International Journal of Food Microbiology | 2011
Emmanuel Jaffrès; Valérie Lalanne; Sabrina Macé; Josiane Cornet; Mireille Cardinal; Thierry Serot; Xavier Dousset; Jean-Jacques Joffraud
The spoilage potential of six bacterial species isolated from cooked and peeled tropical shrimps (Brochothrix thermosphacta, Serratia liquefaciens-like, Carnobacterium maltaromaticum, Carnobacterium divergens, Carnobacterium alterfunditum-like and Vagococcus penaei sp. nov.) was evaluated. The bacteria were inoculated into shrimps, packaged in a modified atmosphere and stored for 27 days at 8 °C. Twice a week, microbial growth, as well as chemical and sensory changes, were monitored during the storage period. The bacteria mainly involved in shrimp spoilage were B. thermosphacta, S. liquefaciens-like and C. maltaromaticum whose main characteristic odours were cheese-sour, cabbage-amine and cheese-sour-butter, respectively. The volatile fraction of the inoculated shrimp samples was analysed by solid-phase microextraction (SPME) and gas chromatography coupled to mass spectrometry (GC-MS). This method showed that the characteristic odours were most likely induced by the production of volatile compounds such as 3-methyl-1-butanal, 2,3-butanedione, 2-methyl-1-butanal, 2,3-heptanedione and trimethylamine.

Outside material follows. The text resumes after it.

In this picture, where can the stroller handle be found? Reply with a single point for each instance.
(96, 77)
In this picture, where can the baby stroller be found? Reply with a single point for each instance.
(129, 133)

International Journal of Food Microbiology | 2009
E. Jaffrès; Danièle Sohier; Françoise Leroi; Marie-France Pilet; Hervé Prévost; Jean-Jacques Joffraud; Xavier Dousset
The characterization of the microbial ecosystem of cooked tropical shrimps was carried out using a polyphasic approach. First, culture-dependent methods were used for bacterial enumeration and the phenotypic and molecular identification of bacterial isolates. Then, culture-independent methods, including PCR-TTGE (V3 region of the 16S rRNA gene), provided a fingerprinting of bacterial DNA directly extracted from shrimps. Two batches of cooked and peeled tropical shrimps were stored at 5 and 15 degrees C for 5 and 3 weeks, respectively. Trained panelists carried out a sensory evaluation and microbiological enumerations were performed. When spoilage of samples was perceived, several colonies were isolated from the total viable count media. Thus, 137 bacterial strains were identified by phenotypic and molecular tests. Lactic acid bacteria (LAB) constituted the major group with the most represented genera being Carnobacterium (C. divergens, C. maltaromaticum and indiscernible C. alterfunditum/pleistocenium), Vagococcus (indiscernible V. carniphilus/fluvialis) and Enterococcus (E. faecalis and E. faecium). The other groups corresponded to Brochothrix thermosphacta and Enterobacteriaceae (Serratia liquefaciens). In PCR-TTGE profiles some of DNA fragments were assigned to those of standard strains (S. liquefaciens, B. thermosphacta, E. faecalis, C. divergens and C. maltaromaticum) or identified isolates from culture-dependent analysis (E. faecium). Other additional informations were provided by fragment cloning (Psychrobacter sp, Citrobacter gillenii and Firmicute). In conclusion, TTGE is an excellent tool to monitor the evolution of the microbial ecosystem in seafood products.